Physician-scientists at Oregon Health & Science University Doernbecher Children’s Hospital are challenging the way pediatric neurologists think about brain injury in the pre-term infant. In a study published online in the Jan. 16 issue of Science Translational Medicine, the OHSU Doernbecher researchers report for the first time that low blood and oxygen flow to the developing brain does not, as previously thought, cause an irreversible loss of brain cells, but rather disrupts the cells’ ability to fully mature. This discovery opens up new avenues for potential therapies to promote regeneration and repair of the premature brain.
“As neurologists, we thought ischemia killed the neurons and that they were irreversibly lost from the brain. But this new data challenges that notion by showing that ischemia, or low blood flow to the brain, can alter the maturation of the neurons without causing the death of these cells. As a result, we can focus greater attention on developing the right interventions, at the right time early in development, to promote neurons to more fully mature and reduce the often serious impact of preterm birth. We now we have a much more hopeful scenario,” said Stephen Back, M.D., Ph.D., lead investigator and professor of pediatrics and neurology in the Papé Family Pediatric Research Institute at OHSU Doernbecher Children’s Hospital.
Researchers at OHSU Doernbecher have conducted a number of studies in preterm fetal sheep to define how disturbances in brain blood flow lead to injury in the developing brain. Their findings have led to important advances in the care of critically ill newborn infants.
For this study, Back and colleagues used pioneering new MRI studies that allow injury to the developing brain to be identified much earlier than previously feasible. They looked at the cerebral cortex, or “thinking” part of the brain, which controls the complex tasks involved with learning, attention and social behaviors that are frequently impaired in children who survive preterm birth. Specifically, they observed how brain injury in the cerebral cortex of fetal sheep evolved over one month and found no evidence that cells were dying or being lost. They did notice, however, that more brain cells were packed into a smaller volume of brain tissue, which led to, upon further examination, the discovery that the brain cells weren’t fully mature.
In a related study published in the same online issue of Science Translational Medicine, investigators at The Hospital for Sick Children and the University of Toronto studied 95 premature infants using MRI and found that impaired growth of the infants was the strongest predictor of the MRI abnormalities, suggesting that interventions to improve infant nutrition and growth may lead to improved cortical development.
“I believe these studies provide hope for the future for preterm babies with brain injury, because our findings suggest that neurons are not being permanently lost from the human cerebral cortex due to ischemia. This raises the possibility that neurodevelopmental enrichment — or perhaps improved early infant nutrition — as suggested by the companion paper, might make a difference in terms of improved cognitive outcome,” Back said.

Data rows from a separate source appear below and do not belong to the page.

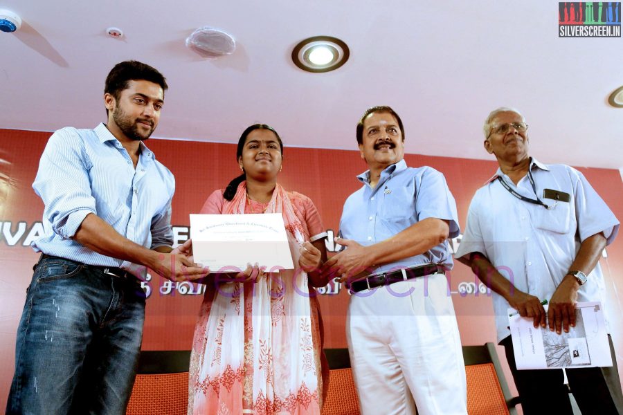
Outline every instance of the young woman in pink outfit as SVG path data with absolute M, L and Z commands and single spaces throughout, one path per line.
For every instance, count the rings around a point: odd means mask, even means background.
M 215 190 L 201 213 L 281 213 L 296 268 L 210 274 L 195 331 L 188 414 L 320 413 L 328 367 L 314 287 L 327 234 L 312 201 L 277 183 L 283 145 L 265 124 L 247 128 L 236 158 L 242 174 Z

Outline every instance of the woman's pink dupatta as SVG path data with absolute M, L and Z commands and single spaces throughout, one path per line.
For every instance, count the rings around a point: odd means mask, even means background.
M 246 204 L 242 182 L 221 213 L 244 214 Z M 190 359 L 188 414 L 320 413 L 317 302 L 298 267 L 309 231 L 278 184 L 266 213 L 282 214 L 296 268 L 255 284 L 206 287 Z

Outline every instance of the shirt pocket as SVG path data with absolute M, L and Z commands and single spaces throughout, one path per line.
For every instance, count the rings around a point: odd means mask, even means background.
M 554 201 L 549 199 L 545 199 L 544 201 L 550 205 L 554 203 Z M 536 228 L 559 234 L 566 234 L 569 232 L 571 223 L 570 203 L 558 202 L 551 209 L 536 206 L 536 211 L 533 212 L 533 223 Z
M 408 228 L 417 221 L 415 199 L 410 187 L 383 187 L 379 193 L 383 197 L 381 217 L 389 222 Z

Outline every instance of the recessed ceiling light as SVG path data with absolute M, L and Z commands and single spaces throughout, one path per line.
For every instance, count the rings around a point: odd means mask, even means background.
M 621 86 L 610 94 L 608 102 L 613 107 L 623 108 L 623 86 Z
M 294 64 L 307 72 L 329 72 L 348 60 L 350 51 L 343 41 L 331 36 L 314 36 L 298 43 L 292 50 Z

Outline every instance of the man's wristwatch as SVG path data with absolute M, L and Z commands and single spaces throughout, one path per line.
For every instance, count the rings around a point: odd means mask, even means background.
M 567 273 L 567 275 L 575 277 L 575 279 L 577 279 L 577 283 L 580 285 L 584 285 L 588 281 L 586 274 L 581 271 L 569 271 Z

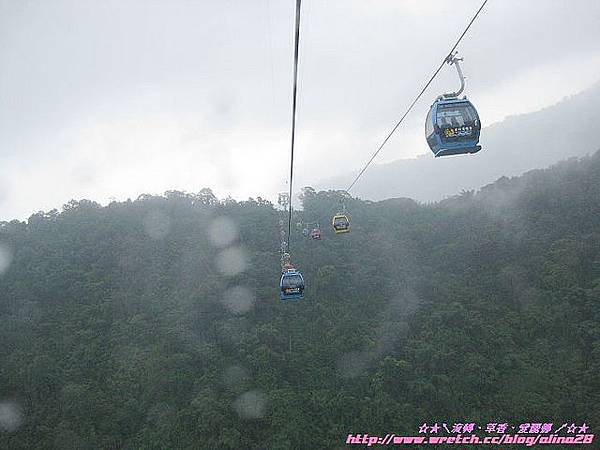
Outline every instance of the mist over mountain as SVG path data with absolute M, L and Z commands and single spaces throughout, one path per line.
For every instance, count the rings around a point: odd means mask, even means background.
M 305 189 L 294 222 L 325 224 L 339 195 Z M 600 426 L 600 153 L 435 204 L 347 207 L 347 235 L 294 227 L 307 289 L 291 303 L 262 199 L 170 191 L 0 223 L 0 448 Z
M 473 99 L 476 102 L 476 99 Z M 485 111 L 479 111 L 485 124 Z M 501 176 L 520 175 L 548 167 L 572 156 L 599 148 L 600 83 L 540 111 L 510 116 L 484 127 L 483 150 L 475 155 L 415 159 L 374 164 L 353 188 L 352 194 L 370 200 L 408 197 L 437 201 L 463 190 L 477 189 Z M 356 174 L 318 184 L 347 186 Z

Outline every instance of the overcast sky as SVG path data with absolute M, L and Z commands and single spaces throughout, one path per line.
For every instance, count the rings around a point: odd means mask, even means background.
M 356 172 L 481 0 L 304 0 L 295 186 Z M 0 0 L 0 220 L 287 189 L 294 0 Z M 489 125 L 600 79 L 600 1 L 490 0 L 459 47 Z M 440 74 L 378 162 L 428 152 Z M 331 186 L 343 189 L 345 186 Z

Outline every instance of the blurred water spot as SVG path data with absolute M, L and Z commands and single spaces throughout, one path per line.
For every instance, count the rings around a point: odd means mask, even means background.
M 171 229 L 171 219 L 162 211 L 152 211 L 144 218 L 144 230 L 152 239 L 162 239 Z
M 362 375 L 367 369 L 369 355 L 366 352 L 350 352 L 343 355 L 337 363 L 337 368 L 344 378 L 354 378 Z
M 0 275 L 6 272 L 12 261 L 12 252 L 5 244 L 0 242 Z
M 12 433 L 23 424 L 21 407 L 11 401 L 0 401 L 0 431 Z
M 246 252 L 240 247 L 223 250 L 217 257 L 217 269 L 223 275 L 234 276 L 246 270 Z
M 222 303 L 234 314 L 243 314 L 254 306 L 256 298 L 250 289 L 244 286 L 235 286 L 225 291 Z
M 240 366 L 229 366 L 223 373 L 223 383 L 229 388 L 236 388 L 248 379 L 248 371 Z
M 242 419 L 260 419 L 267 409 L 267 399 L 260 391 L 248 391 L 240 395 L 233 408 Z
M 217 217 L 208 229 L 211 242 L 217 247 L 226 247 L 238 237 L 238 228 L 233 220 L 227 217 Z

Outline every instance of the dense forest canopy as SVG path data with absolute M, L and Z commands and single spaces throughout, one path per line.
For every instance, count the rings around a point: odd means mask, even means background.
M 305 188 L 294 221 L 330 221 Z M 600 425 L 600 153 L 434 204 L 346 202 L 352 232 L 171 191 L 0 225 L 6 449 L 342 448 L 423 422 Z M 8 419 L 7 419 L 8 417 Z

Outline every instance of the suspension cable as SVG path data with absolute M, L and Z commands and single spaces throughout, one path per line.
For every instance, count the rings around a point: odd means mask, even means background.
M 296 96 L 298 93 L 298 44 L 300 42 L 300 3 L 302 0 L 296 0 L 296 33 L 294 39 L 294 89 L 292 100 L 292 146 L 290 155 L 290 198 L 288 212 L 288 242 L 287 253 L 290 252 L 290 241 L 292 240 L 292 183 L 294 180 L 294 140 L 296 137 Z
M 462 41 L 462 38 L 465 36 L 465 34 L 467 34 L 467 31 L 469 31 L 469 28 L 471 28 L 471 25 L 473 25 L 473 22 L 475 22 L 475 19 L 477 19 L 477 16 L 479 16 L 479 13 L 483 10 L 483 8 L 485 7 L 485 5 L 486 5 L 487 2 L 488 2 L 488 0 L 484 0 L 484 2 L 481 4 L 481 6 L 477 10 L 477 12 L 475 13 L 475 15 L 473 16 L 473 18 L 471 19 L 471 21 L 469 22 L 469 24 L 465 28 L 465 30 L 462 32 L 462 34 L 460 35 L 460 37 L 456 41 L 456 43 L 452 46 L 452 48 L 450 49 L 450 51 L 448 52 L 448 54 L 444 57 L 442 63 L 439 65 L 439 67 L 433 73 L 433 75 L 431 76 L 431 78 L 429 79 L 429 81 L 425 84 L 425 86 L 423 86 L 423 89 L 421 89 L 421 92 L 419 92 L 419 95 L 417 95 L 415 97 L 415 99 L 410 104 L 410 106 L 408 107 L 408 109 L 406 110 L 406 112 L 402 115 L 402 117 L 400 117 L 400 120 L 396 123 L 396 125 L 394 126 L 394 128 L 392 128 L 392 131 L 390 131 L 390 133 L 386 136 L 386 138 L 383 140 L 383 142 L 381 143 L 381 145 L 377 148 L 377 150 L 375 151 L 375 153 L 373 153 L 373 156 L 371 156 L 371 159 L 369 159 L 369 161 L 367 162 L 367 164 L 365 164 L 365 166 L 362 168 L 362 170 L 359 172 L 359 174 L 356 176 L 356 178 L 354 178 L 354 181 L 352 181 L 352 183 L 350 183 L 350 186 L 348 186 L 348 188 L 346 189 L 346 193 L 350 192 L 350 189 L 352 189 L 354 187 L 354 185 L 360 179 L 360 177 L 362 176 L 362 174 L 365 173 L 365 171 L 371 165 L 371 163 L 373 162 L 373 160 L 377 157 L 377 155 L 379 154 L 379 152 L 381 151 L 381 149 L 383 149 L 383 147 L 385 146 L 385 144 L 387 144 L 387 141 L 389 141 L 389 139 L 396 132 L 396 130 L 398 129 L 398 127 L 400 126 L 400 124 L 404 121 L 404 118 L 406 116 L 408 116 L 408 114 L 413 109 L 413 107 L 415 106 L 415 104 L 419 101 L 419 99 L 421 98 L 421 96 L 425 93 L 425 91 L 427 90 L 427 88 L 429 87 L 429 85 L 433 82 L 433 80 L 438 75 L 438 73 L 440 73 L 440 71 L 442 70 L 442 67 L 444 67 L 444 64 L 446 64 L 446 62 L 448 61 L 448 59 L 452 57 L 452 54 L 454 53 L 454 50 L 456 50 L 456 47 L 458 47 L 458 44 L 460 44 L 460 41 Z

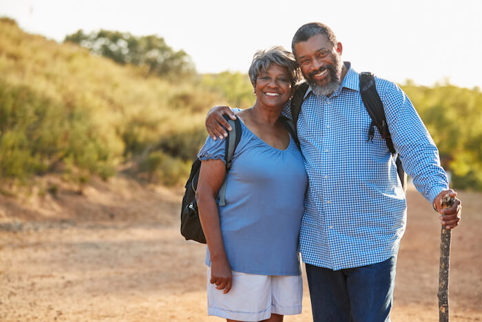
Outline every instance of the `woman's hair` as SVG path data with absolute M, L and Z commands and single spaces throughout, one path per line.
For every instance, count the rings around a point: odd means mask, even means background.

“Together, these studies challenge the conventional wisdom that preterm birth is associated with a loss of cortical neurons. This finding may change the way neurologists think about diagnosing and treating children born prematurely,” said Jill Morris, Ph.D., a program director at the National Institute’s of Health’s National Institute Neurological Disorders and Stroke.
More than 65,000 premature babies are born in the United States each year. Children who survive preterm birth commonly suffer from a wide range of life-long disabilities, including impaired walking due to cerebral palsy. Currently, children have a 10 times greater risk of acquiring cerebral palsy than of being diagnosed with cancer. By the time they reach school age, between 25 and 50 percent of children born prematurely are also identified with a wide range of learning disabilities, social impairment and attention deficit disorders.